April Update – Let there be light!

I’m happy to say I’ve got the first major building block of lighting and shadows into the game. Here’s an example of the final result:

Coloured point lights with shadows!
Coloured point lights with shadows!

There were quite a few stages involved in getting these lights working, with a lot of thanks to Amit Patel’s excellent article on 2D visibility. Amit’s brilliant interactive tutorials helped me a great deal and I’m not sure I would have achieved these results without them. I also need to thank Wholehog Game’s article on lighting a 2D game for the clear explanation of using normal maps in 2D and lights as geometry.

A picture is worth a thousand words so before I explain the technique here’s a debug screenshot from the game:

Each of these views is rendered to a virtual screen for each frame
Each of these views is rendered to a virtual screen for each frame

This technique uses 3 (or in this case 4) frame buffer objects, textures that are written to as though they’re the main screen.

The top-left shows the diffuse (e.g. unlit coloured sprites) colour, which is how the King under the Mountain has been rendered until now.

The top-right is the normal map version of this view, drawn in the same way but using normal maps encoded to RGB rather than the sprites more usual colouring.

The bottom-left is the lighting buffer, showing the accumulated light from all light sources in view (currently just point lights, or in this case, a single point light). A polygon is rendered in the shape of the “visible” area as discussed above, and then a shader is used which uses the information in the normal map to calculate how much light strikes each pixel fragment. You’ll notice that in the final version the walls are not very visible so I’m hoping to improve this soon – I plan to encode the “height” of the walls using the alpha transparency of the normal map sprites so the light source should interact with the wall edge more realistically. Currently the point lights have a radius of 7 tiles but this falls off quite sharply so I’m going to adjust the algorithm used so they project light over a wider area without having to calculate a larger visibility polygon.

Finally the bottom-right texture is the final output, which for now is just the output of combining the diffuse and lighting buffers. Hopefully the changes I just mentioned should make this a bit brighter as its too dark as things stand. I’m also going to greatly increase the global ambient lighting – the goal is that the player can see what is in unlit areas although it should always be preferable to include some light source.

I put together a video showing the complete process from start to finish (at least in terms of development stages)

There’s a bug in the video that the point light is stretched into the aspect ratio of the window, so the light source appears oval-shaped rather than circular. After a bit of head scratching I fixed this in the shader. It occurs to me that due to the information in the wall sprite normal maps which define how it is lit, I no longer need the “top” of wall edges as part of the light visibility polygon – instead the far sides of a wall from a light source will not be lit due to the normal mapping. I’m going to take this out which should give the exact same results but be a huge performance increase, allowing for many more lights than the current solution in the same amount of processing time.

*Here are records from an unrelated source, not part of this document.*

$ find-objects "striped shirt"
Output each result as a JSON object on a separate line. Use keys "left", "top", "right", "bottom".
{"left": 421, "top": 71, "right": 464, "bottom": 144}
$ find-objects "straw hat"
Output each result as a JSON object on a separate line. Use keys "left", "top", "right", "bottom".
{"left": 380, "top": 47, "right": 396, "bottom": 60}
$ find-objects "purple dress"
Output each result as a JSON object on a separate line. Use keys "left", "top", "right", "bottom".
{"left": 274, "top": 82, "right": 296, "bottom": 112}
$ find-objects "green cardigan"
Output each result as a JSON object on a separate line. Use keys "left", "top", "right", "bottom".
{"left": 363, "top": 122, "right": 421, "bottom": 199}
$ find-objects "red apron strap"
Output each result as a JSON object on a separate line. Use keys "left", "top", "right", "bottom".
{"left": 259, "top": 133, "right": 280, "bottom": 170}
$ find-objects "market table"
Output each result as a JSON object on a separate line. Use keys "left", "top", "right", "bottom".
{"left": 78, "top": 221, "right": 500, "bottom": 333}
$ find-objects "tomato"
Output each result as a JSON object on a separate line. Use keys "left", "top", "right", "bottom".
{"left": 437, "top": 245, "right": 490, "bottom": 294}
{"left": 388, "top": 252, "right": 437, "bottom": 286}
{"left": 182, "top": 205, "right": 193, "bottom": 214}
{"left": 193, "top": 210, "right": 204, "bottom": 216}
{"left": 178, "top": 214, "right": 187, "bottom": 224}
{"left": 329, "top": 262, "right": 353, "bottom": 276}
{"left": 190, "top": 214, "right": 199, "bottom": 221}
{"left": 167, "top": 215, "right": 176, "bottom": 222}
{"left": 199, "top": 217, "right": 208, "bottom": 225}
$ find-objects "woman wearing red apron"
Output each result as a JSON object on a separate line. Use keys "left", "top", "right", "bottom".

I’ve not tried conclusively performance testing the point light system but as it stands the engine should handle thousands, maybe about 10,000 point lights, on-screen without any slowdown in the framerate. I’ll have to see what it can handle with a large amount of lights moving around the map at once, but I’m confident it can handle *a lot*, more than will be realistically needed in the game on-screen at once.

From here, the next major steps I’m going to be working on are global illumation – “outdoor” lighting that also illuminates indoor areas that have doors and windows. I’d also like to get some more art assets into the game to expand on the absolute basics that have been created so far. Having said that, I’m getting married next week and then I’m on honeymoon for the best part of a month so unfortunately King under the Mountain will be on hold for a while – I don’t think spending the holiday on game development would make a very good impression with my wife!


Bonus Content!

As part of working on the lighting system, and more specifically the normal map sprites, I’ve put the basics in place for ensuring that King under the Mountain is fully data-driven. That is, the game is not hard-coded to know about different kinds of walls, floors, materials and other information, instead this is loaded as the game starts from a set of data files. What this really means is that the game is completely moddable – everything you see or interact with in the game can easily be overridden in a user-created mod just by including some sprites or data files in the correct place. Ease of creating mods is a top priority for me in designing the game engine and this is going to factor into every aspect of the game’s development. The goal is that total conversion mods should be possible (and even better, easy) to implement and use the game engine for a completely different aesthetic entirely.